[vsnet-grb-info 21799] GRB 190215A: Fermi GBM detection

GCN Circulars gcncirc at capella2.gsfc.nasa.gov
Sat Feb 16 10:02:07 JST 2019


TITLE:   GCN CIRCULAR
NUMBER:  23898
SUBJECT: GRB 190215A: Fermi GBM detection
DATE:    19/02/16 01:00:56 GMT
FROM:    Bagrat Mailyan at UAH  <bm0054 at uah.edu>

B. Mailyan (UAH) and C. Meegan (UAH)
 report on behalf of the Fermi GBM Team:

"At 18:31:22.48 UT on 15 February 2019, the Fermi Gamma-Ray Burst Monitor
triggered and located GRB 190215A (trigger 571948287 / 190215772).
The on-ground calculated location, using the GBM trigger data, is

RA, Dec = 340.4, +37.5 (J2000 degrees)

with an uncertainty of 1.0 degree (radius, 1-sigma containment,
statistical only; there is additionally a systematic
error which we have characterized as a core-plus-tail model, with 90% of
GRBs having a 3.7 deg error and a small tail suffering a larger than 10 deg
systematic error. [Connaughton et al. 2015, ApJS, 216, 32]).
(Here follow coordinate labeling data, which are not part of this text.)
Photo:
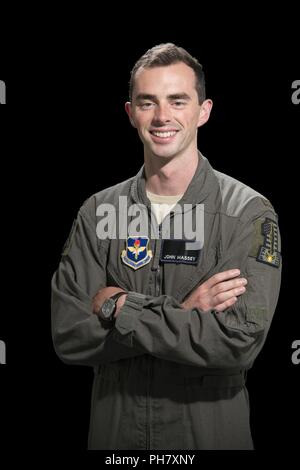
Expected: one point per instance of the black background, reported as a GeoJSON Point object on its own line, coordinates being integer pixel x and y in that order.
{"type": "Point", "coordinates": [65, 136]}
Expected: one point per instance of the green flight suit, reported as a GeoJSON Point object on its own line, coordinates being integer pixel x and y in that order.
{"type": "Point", "coordinates": [166, 378]}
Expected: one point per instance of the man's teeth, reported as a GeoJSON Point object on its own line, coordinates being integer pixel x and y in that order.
{"type": "Point", "coordinates": [164, 134]}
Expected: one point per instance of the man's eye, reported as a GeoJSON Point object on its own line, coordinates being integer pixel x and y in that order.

The initial angle from the Fermi LAT boresight to
the best location is 25 degrees.

The GBM light curve consists of a bright FRED-like peak with multiple
pulses within it,
with a duration (T90) of about 23 s (50-300 keV).
The time-averaged spectrum from T0+0 s to T0+23 s is
best fit by a power law function with an exponential
high-energy cutoff.  The power law index is -0.18 +/- 0.03 and
the cutoff energy, parameterized as Epeak, is 204 +/- 4 keV.

The event fluence (10-1000 keV) in this time interval is
(2.0 +/- 0.3)E-05  erg/cm^2. The 1s peak photon flux measured
starting from T0+5.8 s in the 10-1000 keV band
is 8.7 +/- 0.3 ph/s/cm^2.

The spectral analysis results presented above are preliminary;
final results will be published in the GBM GRB Catalog."